1060. Are They Equal (25)

If a machine can save only 3 significant digits, the float numbers 12300 and 12358.9 are considered equal since they are both saved as 0.123*10⁵ with simple chopping. Now given the number of significant digits on a machine and two float numbers, you are supposed to tell if they are treated equal in that machine.

Input Specification:

Each input file contains one test case which gives three numbers N, A and B, where N (<100) is the number of significant digits, and A and B are the two float numbers to be compared. Each float number is non-negative, no greater than 10¹⁰⁰, and that its total digit number is less than 100.

Output Specification:

For each test case, print in a line "YES" if the two numbers are treated equal, and then the number in the standard form "0.d₁...d_N*10^k" (d₁>0 unless the number is 0); or "NO" if they are not treated equal, and then the two numbers in their standard form. All the terms must be separated by a space, with no extra space at the end of a line.

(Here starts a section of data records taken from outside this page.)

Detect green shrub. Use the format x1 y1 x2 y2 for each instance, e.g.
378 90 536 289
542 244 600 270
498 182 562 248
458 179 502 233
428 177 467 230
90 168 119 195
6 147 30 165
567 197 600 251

Note: Simple chopping is assumed without rounding.

Sample Input 1:

3 12300 12358.9

Sample Output 1:

YES 0.123*10^5

Sample Input 2:

3 120 128

Sample Output 2:

NO 0.120*10^3 0.128*10^3

#include<iostream>
#include<string>
using namespace std;
int n;

string deal(string s, int &e){
    int k = 0;
    while(s.length() > 0 && s[0] == '0'){
        s.erase(s.begin());
    }
    if(s[0] == '.'){
        s.erase(s.begin());
        while(s.length() > 0 && s[0] == '0'){
            s.erase(s.begin());
            e--;
        }
    }else{
        while(k < s.length() && s[k] != '.'){
            k++;
            e++;
        }
        if(k < s.length()){
            s.erase(s.begin()+k);
        }
    }
    if(s.length() == 0) e = 0;
    int num = 0;;
    k = 0;
    string res;
    while(num < n){
        if(k < s.length()) res += s[k++];
        else res +='0';
        num++;
    }
    return res;
}

int main(){
    string s1,s2,s3,s4;
    int e1=0,e2=0;
    cin >> n >> s1 >> s2;
    s3 = deal(s1,e1);
    s4 = deal(s2,e2);
    if(s3 == s4 && e1 == e2){
        cout <<"YES 0."<<s3 <<"*10^"<<e1<<endl;
    }
    else{
        cout <<"NO 0."<<s3<<"*10^"<<e1 <<" 0."<<s4<<"*10^"<<e2<<endl;
    }
    return 0;
}